The current binning logic (from `generator/worker/difficulty.py`) uses a **relative approach**:

1. Find the minimum difficulty value among all songs
2. Use a hardcoded maximum of 5.0
3. Normalize all difficulties to a 0-1 range: `(difficulty - min) / (5.0 - min)`
4. Digitize into bins using `np.linspace(0, 1, num_bins + 1)`

This means that bin assignments are **relative to the current song selection** - the same song can be assigned different bins depending on what other songs are included.

## Goals

- Visualize how the current algorithm distributes real songs from Google Drive into bins
- Explore how bin assignments change with different real song selections
- Compare the relative approach with possible absolute schemes using real data
- Identify inconsistencies and edge cases in the live songbook collection

## Prerequisites

This notebook requires Google Cloud authentication with service account impersonation permissions. Ensure you have:
1. Authenticated with `gcloud auth application-default login`
2. Permission to impersonate the songbook-generator service account
3. Access to the Google Drive folder containing song sheets


In [None]:
# Standard library imports
import sys
import warnings
from pathlib import Path
from typing import List

# Data manipulation and visualization
import numpy as np
import pandas as pd
import matplotlib.pyplot as plt
import seaborn as sns
from IPython.display import display
import ipywidgets as widgets
from ipywidgets import interactive

# Add the project root to the Python path so we can import from generator
project_root = Path().absolute().parent
if str(project_root) not in sys.path:
    sys.path.insert(0, str(project_root))
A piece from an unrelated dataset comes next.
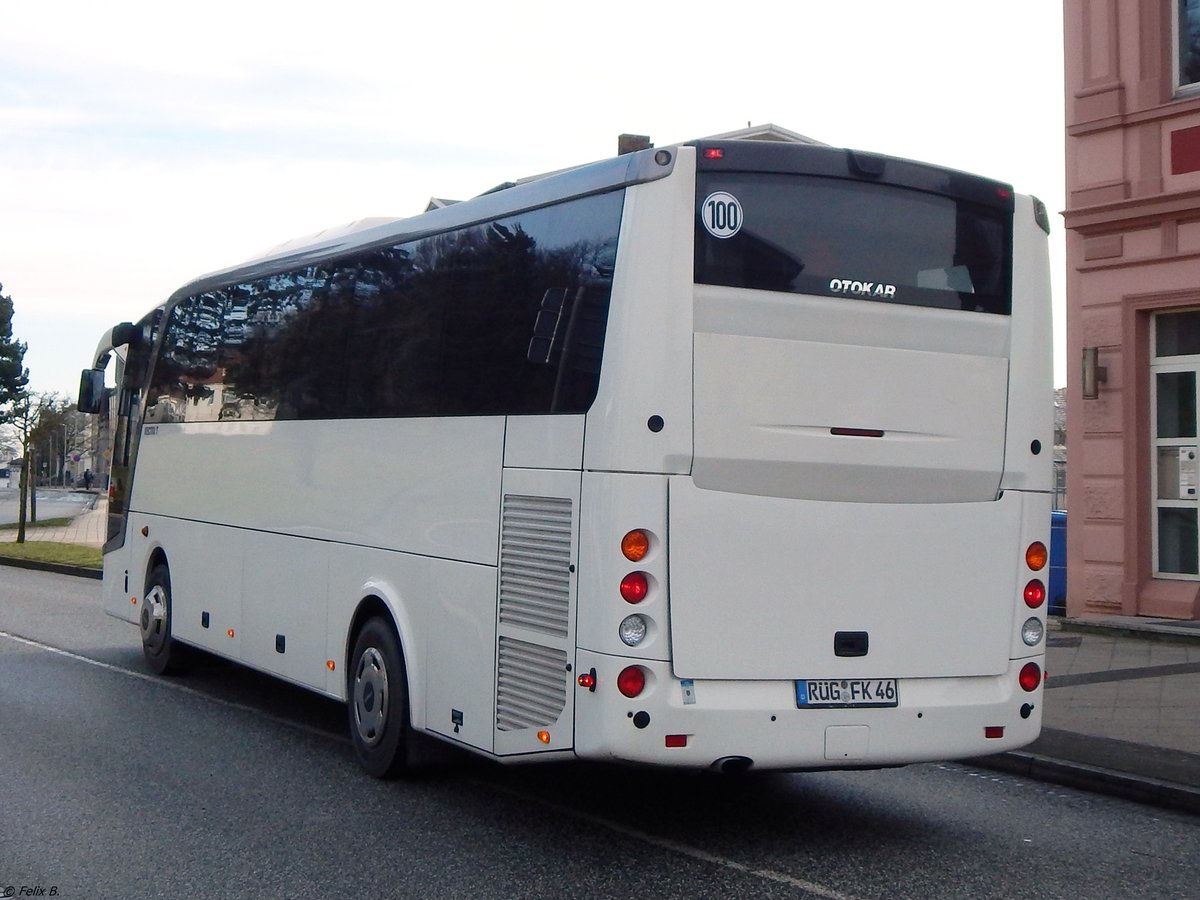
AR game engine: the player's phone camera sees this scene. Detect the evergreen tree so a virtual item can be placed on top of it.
[0,284,29,421]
# Suppress warnings for cleaner output
warnings.filterwarnings("ignore")

# Set up matplotlib for better plots
plt.rcParams["figure.figsize"] = (12, 6)
plt.rcParams["font.size"] = 10
sns.set_style("whitegrid")
sns.set_palette("husl")

print("✅ Imports completed successfully")

In [None]:
# Import project modules
from generator.worker.difficulty import assign_difficulty_bins
from generator.worker.models import File
from generator.common.gdrive import GoogleDriveClient
from generator.common.config import get_settings
from generator.worker.pdf import init_services

print("✅ Project modules imported successfully")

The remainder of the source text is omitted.